Fig. 1. Initial screen for light-controllable opto-nanobodies (OptoNBs).

a Schematic of approach. By insertion into a solvent-exposed turn or loop, the light-switchable AsLOV2 domain (blue) could modulate the conformation of a nanobody (gray), thus allosterically altering its ability to bind to a target protein (red). Cytosolic iRFP-fused OptoNBs were assayed for translocation to membrane-bound mCherry in the presence or absence of blue light. b Positions targeted for LOV domain insertions mapped onto the crystal structure of an anti-GFP minimizer nanobody (PDB ID: 3G9A). Spheres indicate the residues between which the LOV domain was inserted.
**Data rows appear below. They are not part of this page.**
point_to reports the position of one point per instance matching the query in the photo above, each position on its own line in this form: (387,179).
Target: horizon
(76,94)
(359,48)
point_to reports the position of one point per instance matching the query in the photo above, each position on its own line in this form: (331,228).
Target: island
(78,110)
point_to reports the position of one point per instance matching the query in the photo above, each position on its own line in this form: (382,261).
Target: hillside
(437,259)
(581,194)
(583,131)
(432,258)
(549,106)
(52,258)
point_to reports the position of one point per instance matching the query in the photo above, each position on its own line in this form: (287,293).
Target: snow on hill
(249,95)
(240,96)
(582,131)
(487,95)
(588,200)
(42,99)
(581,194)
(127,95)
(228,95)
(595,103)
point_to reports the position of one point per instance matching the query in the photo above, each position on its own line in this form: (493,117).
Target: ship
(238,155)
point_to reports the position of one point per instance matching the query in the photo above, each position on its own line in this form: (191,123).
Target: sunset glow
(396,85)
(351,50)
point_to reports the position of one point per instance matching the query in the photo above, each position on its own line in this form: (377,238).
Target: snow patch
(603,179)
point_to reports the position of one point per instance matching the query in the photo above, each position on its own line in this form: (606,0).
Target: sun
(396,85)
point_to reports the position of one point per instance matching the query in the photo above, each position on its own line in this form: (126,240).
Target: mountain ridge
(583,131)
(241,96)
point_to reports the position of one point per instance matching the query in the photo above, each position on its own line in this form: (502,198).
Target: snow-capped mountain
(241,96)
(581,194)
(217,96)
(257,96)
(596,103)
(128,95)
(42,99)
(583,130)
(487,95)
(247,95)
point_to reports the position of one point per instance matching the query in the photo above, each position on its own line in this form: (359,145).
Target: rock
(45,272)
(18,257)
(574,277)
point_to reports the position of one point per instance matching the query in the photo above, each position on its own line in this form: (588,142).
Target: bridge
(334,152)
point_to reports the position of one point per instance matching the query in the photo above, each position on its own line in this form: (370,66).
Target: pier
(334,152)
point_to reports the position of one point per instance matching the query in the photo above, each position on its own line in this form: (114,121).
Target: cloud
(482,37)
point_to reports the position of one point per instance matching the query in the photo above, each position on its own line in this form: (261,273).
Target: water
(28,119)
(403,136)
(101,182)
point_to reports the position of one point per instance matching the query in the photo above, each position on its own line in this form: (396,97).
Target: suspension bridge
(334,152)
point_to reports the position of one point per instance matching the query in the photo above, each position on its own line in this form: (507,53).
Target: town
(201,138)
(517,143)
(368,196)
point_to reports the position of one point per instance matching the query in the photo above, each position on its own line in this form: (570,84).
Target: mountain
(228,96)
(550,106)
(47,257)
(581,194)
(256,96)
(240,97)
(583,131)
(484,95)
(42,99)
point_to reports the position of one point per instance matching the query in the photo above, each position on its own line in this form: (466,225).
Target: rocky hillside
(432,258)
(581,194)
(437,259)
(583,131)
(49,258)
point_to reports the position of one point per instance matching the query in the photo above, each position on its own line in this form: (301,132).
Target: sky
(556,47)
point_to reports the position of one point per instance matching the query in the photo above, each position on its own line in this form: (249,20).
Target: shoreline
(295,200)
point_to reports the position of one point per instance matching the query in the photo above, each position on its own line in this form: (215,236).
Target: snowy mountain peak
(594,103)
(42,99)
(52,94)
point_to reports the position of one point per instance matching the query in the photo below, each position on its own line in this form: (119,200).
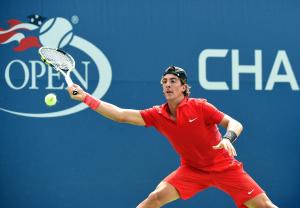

Loops of interest and the hypervariable complementarity-determining regions (CDRs) are colored according to the legend. c Representative images for all LOV insertions. HEK293 cells expressing membrane-tethered mCherry (mCherry-CAAX) and cytosolic OptoNB-iRFP (OptoNB) are shown. d Quantification of light-induced change in cytosolic intensity for each OptoNB variant in (c). An increase in cytosolic OptoNB fluorescence corresponds to light-induced dissociation from membrane-bound mCherry, and vice versa for light-induced decrease in cytosolic iRFP. Error bars indicate mean ± SEM for n = 8 cells per variant. e Images before (gray box) and after (blue box) light stimulation for HEK293T cells expressing mCherry-CAAX and either of two OptoNB variants, LaM8-AK74 and LaM8-GG15, showing light-dependent changes in OptoNB localization. Images are representative of three replicate experiments. Scale bars: 10 μm. Source data are available as a Source data file.